Name	Grade	Attribution
Bronchopulmonary hemorrhage	5	Definite
Esophageal fistula	4	Definite
Abdominal Pain	3	Probable
Diarrhea	3	Definite
Fatigue	3	Definite
Fatigue	3	Probable
Palmar‐plantar erythrodysesthesia syndrome	3	Definite
Hematuria	3	Definite
Hypertension	3	Definite
Pantalgia	3	Definite
Pantalgia	3	Probable
Proteinuria	3	Definite
Thrombocytopenia	3	Definite
Adverse events were assessed throughout the treatment in accordance with the National Cancer Institute Common Terminology Criteria for Adverse Events version 4.0. Most instances of toxicity were generally well tolerated.
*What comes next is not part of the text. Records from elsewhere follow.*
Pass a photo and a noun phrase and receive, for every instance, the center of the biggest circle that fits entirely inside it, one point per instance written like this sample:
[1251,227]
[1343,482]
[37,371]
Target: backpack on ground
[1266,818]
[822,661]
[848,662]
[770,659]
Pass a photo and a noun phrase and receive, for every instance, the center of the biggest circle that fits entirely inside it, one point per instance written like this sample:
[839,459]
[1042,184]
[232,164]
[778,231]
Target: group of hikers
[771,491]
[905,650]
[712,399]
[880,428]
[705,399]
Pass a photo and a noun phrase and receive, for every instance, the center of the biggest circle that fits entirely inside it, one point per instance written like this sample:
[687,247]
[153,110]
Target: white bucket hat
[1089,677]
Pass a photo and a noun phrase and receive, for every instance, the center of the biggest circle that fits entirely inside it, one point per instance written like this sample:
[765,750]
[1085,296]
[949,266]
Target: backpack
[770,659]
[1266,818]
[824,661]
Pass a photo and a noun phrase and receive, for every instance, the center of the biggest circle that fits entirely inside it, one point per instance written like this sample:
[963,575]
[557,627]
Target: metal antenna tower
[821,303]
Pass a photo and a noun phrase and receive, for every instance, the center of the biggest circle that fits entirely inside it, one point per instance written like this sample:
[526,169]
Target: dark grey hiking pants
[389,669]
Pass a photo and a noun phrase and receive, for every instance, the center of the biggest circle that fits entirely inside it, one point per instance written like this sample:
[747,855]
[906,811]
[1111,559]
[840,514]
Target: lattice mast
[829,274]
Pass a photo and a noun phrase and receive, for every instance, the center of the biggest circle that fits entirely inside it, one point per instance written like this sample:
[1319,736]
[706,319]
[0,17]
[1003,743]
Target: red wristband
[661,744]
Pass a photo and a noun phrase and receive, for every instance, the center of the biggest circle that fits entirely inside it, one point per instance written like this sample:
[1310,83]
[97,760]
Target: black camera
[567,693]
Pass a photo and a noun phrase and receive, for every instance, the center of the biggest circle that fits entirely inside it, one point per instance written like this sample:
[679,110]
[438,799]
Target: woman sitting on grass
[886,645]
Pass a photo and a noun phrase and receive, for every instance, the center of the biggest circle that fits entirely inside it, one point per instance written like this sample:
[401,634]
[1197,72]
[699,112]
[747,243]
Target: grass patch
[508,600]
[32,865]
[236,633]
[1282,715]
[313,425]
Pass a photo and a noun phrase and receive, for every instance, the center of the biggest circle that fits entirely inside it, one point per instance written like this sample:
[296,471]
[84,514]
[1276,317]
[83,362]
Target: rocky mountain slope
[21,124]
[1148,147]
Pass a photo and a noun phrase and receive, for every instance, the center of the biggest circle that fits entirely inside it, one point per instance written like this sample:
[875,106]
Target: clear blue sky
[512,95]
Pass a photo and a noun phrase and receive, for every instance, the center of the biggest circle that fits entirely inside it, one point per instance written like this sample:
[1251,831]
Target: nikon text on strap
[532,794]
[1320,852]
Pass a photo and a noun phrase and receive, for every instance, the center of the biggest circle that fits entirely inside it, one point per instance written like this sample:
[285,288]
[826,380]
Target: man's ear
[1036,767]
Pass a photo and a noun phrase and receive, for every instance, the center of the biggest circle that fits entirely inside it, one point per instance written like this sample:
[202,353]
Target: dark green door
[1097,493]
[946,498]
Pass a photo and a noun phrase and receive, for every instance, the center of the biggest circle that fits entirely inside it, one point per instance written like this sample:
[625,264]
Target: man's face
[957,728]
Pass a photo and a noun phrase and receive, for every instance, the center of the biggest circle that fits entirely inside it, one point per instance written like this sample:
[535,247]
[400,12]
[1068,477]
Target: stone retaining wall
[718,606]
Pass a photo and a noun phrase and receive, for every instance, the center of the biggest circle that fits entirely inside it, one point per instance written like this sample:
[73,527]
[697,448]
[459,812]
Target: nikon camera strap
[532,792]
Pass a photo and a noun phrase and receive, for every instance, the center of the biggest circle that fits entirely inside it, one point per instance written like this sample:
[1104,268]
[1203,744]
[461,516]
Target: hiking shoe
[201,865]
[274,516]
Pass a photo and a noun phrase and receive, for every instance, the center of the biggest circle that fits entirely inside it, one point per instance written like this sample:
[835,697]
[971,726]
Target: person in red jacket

Detailed AEs are presented in Tables 2 and 3. Severe AEs occurred in 23 patients (57.5%). The most common severe AEs were fatigue (15%), hypertension (12.5%), and palmar‐plantar erythrodysesthesia syndrome (10%). Dose was decreased to 250 mg in 47.5% (19/40) of patients who experienced intolerable toxicity. The 500 mg once daily apatinib treatment was discontinued by 17.5% (7/40) of patients less than 2 weeks after beginning therapy, and 52.5% (21/40) of patients had dose reduction or discontinuation. The most common reasons for dose reduction or discontinuation were fatigue (15%), palmar‐plantar erythrodysesthesia syndrome (7.5%), bronchopulmonary hemorrhage (7.5%), and proteinuria (7.5%). Fatigue was the most common adverse effect among patients enrolled in this study. Three patients achieved partial response (7.5%). Among them, one patient terminated apatinib treatment because of severe fatigue. Hematologic toxicities were mostly moderate, and grade 3 to 4 hematologic toxicities were rarely noted. Three patients had an anal mucosal reaction (grade 2) that had not been reported before; symptomatic treatment was effective for them.
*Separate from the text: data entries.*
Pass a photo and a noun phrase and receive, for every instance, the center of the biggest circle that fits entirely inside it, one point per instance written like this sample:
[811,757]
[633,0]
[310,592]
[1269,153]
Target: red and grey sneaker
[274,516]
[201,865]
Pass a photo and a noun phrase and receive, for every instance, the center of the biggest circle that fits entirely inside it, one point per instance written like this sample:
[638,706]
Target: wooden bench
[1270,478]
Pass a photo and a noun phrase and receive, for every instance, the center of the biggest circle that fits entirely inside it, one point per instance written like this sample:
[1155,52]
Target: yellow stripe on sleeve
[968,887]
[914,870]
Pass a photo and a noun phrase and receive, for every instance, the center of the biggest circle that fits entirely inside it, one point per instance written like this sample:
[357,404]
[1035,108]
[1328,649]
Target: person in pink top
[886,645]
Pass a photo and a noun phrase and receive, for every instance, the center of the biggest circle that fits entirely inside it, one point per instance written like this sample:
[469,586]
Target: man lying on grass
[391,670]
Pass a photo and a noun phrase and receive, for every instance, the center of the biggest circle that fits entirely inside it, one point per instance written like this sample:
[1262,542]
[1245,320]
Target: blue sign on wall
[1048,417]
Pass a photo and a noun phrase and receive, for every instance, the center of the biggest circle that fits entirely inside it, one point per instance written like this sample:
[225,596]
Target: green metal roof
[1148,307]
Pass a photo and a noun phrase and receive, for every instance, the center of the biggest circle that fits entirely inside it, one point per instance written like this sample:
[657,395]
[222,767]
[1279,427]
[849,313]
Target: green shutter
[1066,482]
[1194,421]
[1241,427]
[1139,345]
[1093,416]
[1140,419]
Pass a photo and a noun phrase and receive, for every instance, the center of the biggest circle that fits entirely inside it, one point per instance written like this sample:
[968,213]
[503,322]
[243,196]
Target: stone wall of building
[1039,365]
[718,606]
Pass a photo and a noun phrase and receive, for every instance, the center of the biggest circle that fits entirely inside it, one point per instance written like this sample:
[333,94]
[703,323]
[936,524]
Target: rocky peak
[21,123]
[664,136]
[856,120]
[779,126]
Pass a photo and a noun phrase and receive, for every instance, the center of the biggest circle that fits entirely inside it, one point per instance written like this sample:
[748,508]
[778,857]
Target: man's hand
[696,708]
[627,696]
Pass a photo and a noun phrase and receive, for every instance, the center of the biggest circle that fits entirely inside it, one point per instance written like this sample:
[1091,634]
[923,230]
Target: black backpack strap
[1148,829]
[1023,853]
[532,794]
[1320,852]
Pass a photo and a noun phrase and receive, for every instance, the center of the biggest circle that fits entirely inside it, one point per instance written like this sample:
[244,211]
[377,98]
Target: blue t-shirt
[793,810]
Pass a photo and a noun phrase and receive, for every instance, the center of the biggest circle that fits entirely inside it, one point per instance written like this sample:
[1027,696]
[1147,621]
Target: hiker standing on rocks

In our trial, five patients had a baseline progressive esophageal lesion. Among these patients, one died of massive fatal bronchopulmonary hemorrhage, and esophageal fistula occurred in two patients (Fig. 4; 3/5, 60.0%). Of the 40 patients enrolled in this study, two patients (5%) died of massive fatal bronchopulmonary hemorrhage, and two patients (5%) developed esophageal fistulas. Notably, both esophageal fistula cases and one massive fatal bronchopulmonary hemorrhage case occurred in patients with uncontrolled primary tumors (3/5, 60%). The other fatal bronchopulmonary hemorrhage was associated with major blood vessel invasion, highlighting potential safety concerns when administering apatinib to patients with uncontrolled esophageal lesions or with severe invasion of trachea, bronchi, or major blood vessels.